The HMAC check is non-negotiable. If your --secret doesn't match what GitHub is signing with, every event is dropped (with the error counter incremented). Check agent-deck watcher status <name> — the error_count will give it away.

6. "Watcher status shows healthy but conductor never gets pinged"

Routing is misconfigured. Run agent-deck watcher test <name> — it fires a synthetic event through the same pipeline. If that works and real events don't, your clients.json glob doesn't match the event identifier.

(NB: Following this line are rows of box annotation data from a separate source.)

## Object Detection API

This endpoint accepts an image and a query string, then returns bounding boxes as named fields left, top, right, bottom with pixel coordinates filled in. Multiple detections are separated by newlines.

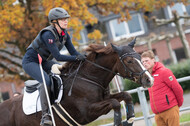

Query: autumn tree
left=0, top=0, right=187, bottom=80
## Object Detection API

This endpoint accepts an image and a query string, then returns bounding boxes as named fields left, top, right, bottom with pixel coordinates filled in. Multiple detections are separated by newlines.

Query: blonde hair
left=141, top=50, right=155, bottom=59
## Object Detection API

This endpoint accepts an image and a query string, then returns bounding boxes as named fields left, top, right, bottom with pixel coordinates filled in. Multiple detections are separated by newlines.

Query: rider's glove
left=76, top=54, right=86, bottom=61
left=51, top=64, right=63, bottom=74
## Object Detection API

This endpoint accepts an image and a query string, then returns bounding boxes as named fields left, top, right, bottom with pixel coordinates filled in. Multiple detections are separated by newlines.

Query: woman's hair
left=141, top=50, right=155, bottom=59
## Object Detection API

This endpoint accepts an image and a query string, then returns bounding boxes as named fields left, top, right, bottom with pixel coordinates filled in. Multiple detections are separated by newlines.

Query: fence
left=101, top=76, right=190, bottom=126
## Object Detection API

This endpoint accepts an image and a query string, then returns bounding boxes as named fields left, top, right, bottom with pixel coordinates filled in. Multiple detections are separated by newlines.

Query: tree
left=0, top=0, right=187, bottom=80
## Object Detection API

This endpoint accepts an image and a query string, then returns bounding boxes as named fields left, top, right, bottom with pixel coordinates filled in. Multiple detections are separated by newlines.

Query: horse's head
left=112, top=38, right=153, bottom=87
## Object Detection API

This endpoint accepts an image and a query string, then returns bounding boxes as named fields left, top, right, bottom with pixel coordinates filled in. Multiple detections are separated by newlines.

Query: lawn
left=86, top=113, right=190, bottom=126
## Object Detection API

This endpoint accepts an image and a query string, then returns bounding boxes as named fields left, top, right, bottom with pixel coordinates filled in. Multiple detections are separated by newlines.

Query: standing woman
left=22, top=7, right=85, bottom=126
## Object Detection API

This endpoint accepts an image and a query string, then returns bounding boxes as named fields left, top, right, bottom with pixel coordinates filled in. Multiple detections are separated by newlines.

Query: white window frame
left=166, top=3, right=187, bottom=27
left=109, top=13, right=145, bottom=41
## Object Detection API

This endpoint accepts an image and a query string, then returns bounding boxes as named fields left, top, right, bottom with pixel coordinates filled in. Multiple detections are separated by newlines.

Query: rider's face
left=141, top=57, right=155, bottom=71
left=58, top=18, right=69, bottom=29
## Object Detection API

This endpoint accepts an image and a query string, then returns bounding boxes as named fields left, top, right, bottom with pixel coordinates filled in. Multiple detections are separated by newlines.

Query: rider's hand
left=76, top=54, right=86, bottom=61
left=51, top=64, right=63, bottom=74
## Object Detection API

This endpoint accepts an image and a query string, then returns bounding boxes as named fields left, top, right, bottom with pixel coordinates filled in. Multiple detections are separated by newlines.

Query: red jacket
left=148, top=62, right=183, bottom=114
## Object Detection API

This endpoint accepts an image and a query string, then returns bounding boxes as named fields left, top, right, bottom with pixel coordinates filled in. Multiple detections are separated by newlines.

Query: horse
left=0, top=41, right=153, bottom=126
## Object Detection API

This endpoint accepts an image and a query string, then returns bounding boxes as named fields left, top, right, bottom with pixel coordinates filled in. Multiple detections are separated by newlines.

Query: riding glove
left=76, top=54, right=86, bottom=61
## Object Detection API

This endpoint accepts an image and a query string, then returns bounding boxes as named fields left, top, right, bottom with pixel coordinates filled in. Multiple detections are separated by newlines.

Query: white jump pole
left=104, top=42, right=127, bottom=118
left=38, top=54, right=56, bottom=126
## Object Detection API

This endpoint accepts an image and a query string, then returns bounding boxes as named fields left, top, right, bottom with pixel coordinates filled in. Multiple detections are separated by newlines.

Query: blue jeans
left=22, top=59, right=55, bottom=86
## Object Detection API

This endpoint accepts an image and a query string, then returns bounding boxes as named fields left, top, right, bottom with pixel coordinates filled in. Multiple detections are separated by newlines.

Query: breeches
left=155, top=105, right=180, bottom=126
left=22, top=62, right=54, bottom=86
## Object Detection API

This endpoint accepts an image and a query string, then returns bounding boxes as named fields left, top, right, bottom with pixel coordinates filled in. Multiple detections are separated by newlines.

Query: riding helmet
left=48, top=7, right=70, bottom=22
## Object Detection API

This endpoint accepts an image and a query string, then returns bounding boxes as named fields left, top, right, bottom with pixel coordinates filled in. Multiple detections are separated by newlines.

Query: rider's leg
left=23, top=62, right=51, bottom=126
left=40, top=84, right=52, bottom=126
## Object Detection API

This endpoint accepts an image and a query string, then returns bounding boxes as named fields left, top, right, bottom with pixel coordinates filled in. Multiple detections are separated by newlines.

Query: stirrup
left=40, top=113, right=53, bottom=126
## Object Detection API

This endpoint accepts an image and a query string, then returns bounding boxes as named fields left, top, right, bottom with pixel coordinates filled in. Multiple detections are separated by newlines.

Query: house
left=77, top=3, right=190, bottom=64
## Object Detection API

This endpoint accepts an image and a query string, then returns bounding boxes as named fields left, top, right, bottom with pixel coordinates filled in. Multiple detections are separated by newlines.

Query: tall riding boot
left=114, top=111, right=122, bottom=126
left=126, top=103, right=135, bottom=123
left=40, top=84, right=52, bottom=126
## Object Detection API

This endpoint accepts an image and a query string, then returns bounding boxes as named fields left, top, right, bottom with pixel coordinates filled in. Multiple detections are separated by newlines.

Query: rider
left=22, top=7, right=86, bottom=126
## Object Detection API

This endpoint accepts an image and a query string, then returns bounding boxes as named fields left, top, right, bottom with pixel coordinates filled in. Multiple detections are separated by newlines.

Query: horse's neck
left=83, top=55, right=117, bottom=87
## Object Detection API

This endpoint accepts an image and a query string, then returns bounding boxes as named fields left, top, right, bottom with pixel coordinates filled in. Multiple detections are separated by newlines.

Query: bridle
left=119, top=52, right=147, bottom=82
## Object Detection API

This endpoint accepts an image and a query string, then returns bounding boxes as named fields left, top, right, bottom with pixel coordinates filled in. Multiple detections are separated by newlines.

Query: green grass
left=153, top=113, right=190, bottom=126
left=86, top=112, right=190, bottom=126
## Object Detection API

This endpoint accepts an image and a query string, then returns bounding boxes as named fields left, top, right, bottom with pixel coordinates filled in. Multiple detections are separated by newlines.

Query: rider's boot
left=114, top=111, right=122, bottom=126
left=40, top=84, right=52, bottom=126
left=126, top=103, right=135, bottom=123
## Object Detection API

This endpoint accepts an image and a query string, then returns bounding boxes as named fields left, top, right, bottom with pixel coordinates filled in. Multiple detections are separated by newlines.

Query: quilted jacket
left=148, top=62, right=183, bottom=114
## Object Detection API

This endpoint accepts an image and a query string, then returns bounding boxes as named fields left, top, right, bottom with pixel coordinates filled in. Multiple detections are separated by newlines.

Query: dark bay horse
left=0, top=41, right=153, bottom=126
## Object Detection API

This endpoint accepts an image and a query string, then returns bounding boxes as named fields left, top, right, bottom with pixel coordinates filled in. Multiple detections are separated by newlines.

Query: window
left=109, top=14, right=145, bottom=41
left=167, top=3, right=186, bottom=26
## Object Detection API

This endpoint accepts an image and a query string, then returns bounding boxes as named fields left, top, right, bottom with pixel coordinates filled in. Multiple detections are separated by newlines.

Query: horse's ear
left=111, top=43, right=119, bottom=53
left=128, top=37, right=137, bottom=48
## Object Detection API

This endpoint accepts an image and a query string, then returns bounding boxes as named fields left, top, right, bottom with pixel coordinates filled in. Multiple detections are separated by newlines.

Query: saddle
left=24, top=74, right=62, bottom=101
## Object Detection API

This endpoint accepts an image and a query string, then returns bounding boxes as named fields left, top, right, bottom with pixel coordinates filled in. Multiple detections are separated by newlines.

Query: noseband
left=119, top=52, right=147, bottom=82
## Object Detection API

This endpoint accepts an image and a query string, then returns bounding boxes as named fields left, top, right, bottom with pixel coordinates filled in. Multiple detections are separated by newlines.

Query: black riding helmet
left=48, top=7, right=70, bottom=22
left=48, top=7, right=70, bottom=31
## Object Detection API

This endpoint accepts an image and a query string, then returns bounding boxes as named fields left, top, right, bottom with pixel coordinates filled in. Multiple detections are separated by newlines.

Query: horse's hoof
left=122, top=121, right=133, bottom=126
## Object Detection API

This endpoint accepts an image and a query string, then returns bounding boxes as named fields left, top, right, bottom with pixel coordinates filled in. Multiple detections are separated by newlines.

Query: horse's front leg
left=110, top=92, right=135, bottom=125
left=88, top=99, right=122, bottom=126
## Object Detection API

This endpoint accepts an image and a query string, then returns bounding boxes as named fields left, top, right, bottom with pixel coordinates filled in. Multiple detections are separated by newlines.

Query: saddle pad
left=22, top=85, right=63, bottom=115
left=22, top=87, right=42, bottom=115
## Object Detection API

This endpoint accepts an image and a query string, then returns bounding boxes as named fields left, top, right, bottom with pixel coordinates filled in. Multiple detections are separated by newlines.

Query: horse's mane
left=63, top=43, right=113, bottom=71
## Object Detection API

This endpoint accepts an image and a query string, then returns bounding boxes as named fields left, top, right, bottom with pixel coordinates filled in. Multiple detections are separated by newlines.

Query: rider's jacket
left=27, top=25, right=67, bottom=60
left=148, top=62, right=183, bottom=114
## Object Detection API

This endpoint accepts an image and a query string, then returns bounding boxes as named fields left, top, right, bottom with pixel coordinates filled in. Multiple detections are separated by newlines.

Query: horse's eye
left=127, top=60, right=133, bottom=63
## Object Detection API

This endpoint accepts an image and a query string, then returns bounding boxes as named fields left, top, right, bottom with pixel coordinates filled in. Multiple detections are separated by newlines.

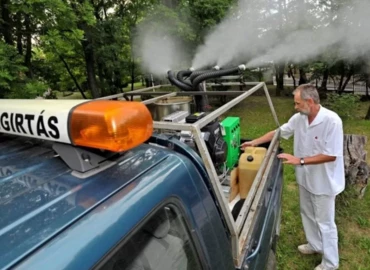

If test fails too, the conductor isn't running or the session name is wrong.


Cheatsheet

# Create + activate (4 adapter types)
agent-deck watcher create webhook --name my-webhook --port 9000
agent-deck watcher create github  --name gh-alerts  --secret "$SECRET"
agent-deck watcher create ntfy    --name phone-alerts --topic <random>
agent-deck watcher create slack   --name team-slack   --topic <random>
agent-deck watcher start <name>

# Inspect
agent-deck watcher list                  # all watchers + health + events/hour
agent-deck watcher status <name>         # one watcher, detailed
agent-deck watcher routes                # what's routing to which conductor
agent-deck watcher test <name>           # synthetic event end-to-end

# Conversational setup
agent-deck watcher install-skill watcher-creator

# Polling-script forward
agent-deck session send conductor-<name> "[src:type:id] hint" --no-wait

# Stop / teardown
agent-deck watcher stop <name>

For adapter internals, HMAC details, custom adapters, the build test matrix, see documentation/WATCHERS.md.

For what happens after the bell rings, see docs/conductor/.